Keith Simmons

Personal information
- Born: February 24, 1985 (age 41) Kingston, New York, U.S.
- Nationality: American / Turkish
- Listed height: 6 ft 5 in (1.96 m)
- Listed weight: 201 lb (91 kg)

Career information
- High school: Kingston (Kingston, New York)
- College: Holy Cross (2003–2007)
- NBA draft: 2007: undrafted
- Playing career: 2007–2016
- Position: Shooting guard / small forward

Career history
- 2007–2008: Kepez Belediyespor
- 2008–2009: Deutsche Bank Skyliners
- 2009–2016: Banvit

Career highlights
- Patriot League Player of the Year (2007); 3× First-team All-Patriot League (2005–2007); Patriot League tournament MVP (2007);

= Keith Simmons (basketball) =

American basketball player

Keith Matthew Simmons (born February 24, 1985) is an American former professional basketball player.
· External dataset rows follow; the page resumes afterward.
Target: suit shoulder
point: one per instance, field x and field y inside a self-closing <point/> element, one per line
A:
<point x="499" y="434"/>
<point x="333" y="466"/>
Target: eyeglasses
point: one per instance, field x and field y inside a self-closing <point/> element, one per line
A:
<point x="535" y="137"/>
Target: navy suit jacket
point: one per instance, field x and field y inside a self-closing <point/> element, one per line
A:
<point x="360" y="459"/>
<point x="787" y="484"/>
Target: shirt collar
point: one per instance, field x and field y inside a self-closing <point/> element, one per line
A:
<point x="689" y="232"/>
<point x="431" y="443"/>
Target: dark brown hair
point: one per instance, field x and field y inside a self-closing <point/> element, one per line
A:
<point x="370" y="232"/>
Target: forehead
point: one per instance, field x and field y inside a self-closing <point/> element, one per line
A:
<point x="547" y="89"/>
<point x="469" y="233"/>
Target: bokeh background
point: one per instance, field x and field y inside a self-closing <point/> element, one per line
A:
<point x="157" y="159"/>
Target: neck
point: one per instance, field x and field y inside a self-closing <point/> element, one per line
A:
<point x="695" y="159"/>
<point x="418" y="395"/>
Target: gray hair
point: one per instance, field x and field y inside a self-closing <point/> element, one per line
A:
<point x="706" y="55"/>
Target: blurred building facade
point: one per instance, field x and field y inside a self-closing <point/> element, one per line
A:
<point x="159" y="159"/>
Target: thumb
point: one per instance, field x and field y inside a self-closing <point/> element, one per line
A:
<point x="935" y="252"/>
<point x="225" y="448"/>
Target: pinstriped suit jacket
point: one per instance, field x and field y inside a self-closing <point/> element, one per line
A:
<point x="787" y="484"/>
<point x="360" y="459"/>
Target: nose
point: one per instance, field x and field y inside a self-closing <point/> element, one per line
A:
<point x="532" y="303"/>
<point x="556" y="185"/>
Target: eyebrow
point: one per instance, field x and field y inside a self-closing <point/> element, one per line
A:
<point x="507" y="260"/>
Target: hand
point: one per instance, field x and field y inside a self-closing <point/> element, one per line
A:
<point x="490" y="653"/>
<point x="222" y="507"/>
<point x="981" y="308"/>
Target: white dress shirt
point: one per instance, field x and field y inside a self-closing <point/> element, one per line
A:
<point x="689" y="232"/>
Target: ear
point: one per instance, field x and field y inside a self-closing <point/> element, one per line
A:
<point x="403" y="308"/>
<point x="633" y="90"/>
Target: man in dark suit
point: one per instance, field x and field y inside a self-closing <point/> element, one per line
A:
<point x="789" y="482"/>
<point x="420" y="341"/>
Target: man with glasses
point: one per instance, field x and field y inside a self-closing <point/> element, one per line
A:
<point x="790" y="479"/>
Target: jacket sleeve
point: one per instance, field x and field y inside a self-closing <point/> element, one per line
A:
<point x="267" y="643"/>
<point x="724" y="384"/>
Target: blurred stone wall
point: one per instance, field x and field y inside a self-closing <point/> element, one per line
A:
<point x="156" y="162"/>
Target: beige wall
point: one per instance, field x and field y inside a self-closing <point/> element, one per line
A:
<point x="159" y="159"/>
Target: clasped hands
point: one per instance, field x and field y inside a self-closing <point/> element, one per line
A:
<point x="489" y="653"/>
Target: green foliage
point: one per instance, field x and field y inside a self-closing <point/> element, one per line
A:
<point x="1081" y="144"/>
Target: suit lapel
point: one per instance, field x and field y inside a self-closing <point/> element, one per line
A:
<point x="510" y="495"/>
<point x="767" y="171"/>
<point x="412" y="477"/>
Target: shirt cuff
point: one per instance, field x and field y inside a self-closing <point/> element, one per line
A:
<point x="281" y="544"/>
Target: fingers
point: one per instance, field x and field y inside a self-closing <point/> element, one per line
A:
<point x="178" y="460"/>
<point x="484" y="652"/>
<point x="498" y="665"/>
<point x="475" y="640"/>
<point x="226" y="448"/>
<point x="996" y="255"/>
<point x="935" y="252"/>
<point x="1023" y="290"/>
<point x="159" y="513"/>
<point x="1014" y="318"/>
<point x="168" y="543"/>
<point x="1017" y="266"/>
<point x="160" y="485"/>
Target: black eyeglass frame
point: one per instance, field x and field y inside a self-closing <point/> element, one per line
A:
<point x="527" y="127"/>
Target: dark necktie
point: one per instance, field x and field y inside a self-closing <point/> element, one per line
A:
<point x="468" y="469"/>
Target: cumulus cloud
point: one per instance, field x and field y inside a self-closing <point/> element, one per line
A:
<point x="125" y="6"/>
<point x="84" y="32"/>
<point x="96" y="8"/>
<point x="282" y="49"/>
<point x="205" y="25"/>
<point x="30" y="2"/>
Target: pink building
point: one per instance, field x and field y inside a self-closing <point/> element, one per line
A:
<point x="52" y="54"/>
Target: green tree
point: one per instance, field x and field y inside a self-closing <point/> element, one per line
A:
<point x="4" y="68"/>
He also holds Turkish citizenship.

==College==
Simmons played for the Holy Cross Crusaders men's basketball team and won the 2007 Patriot League men's basketball tournament. Simmons was awarded Most Valuable Player of the final.

==Professional career==
In the summer of 2007, he signed a contract with Kepez Belediyespor of the Turkish Basketball League. In the summer of 2008, he signed with Deutsche Bank Skyliners of the Basketball Bundesliga. In the summer of 2009, he signed a contract with Banvit of the Turkish Basketball League.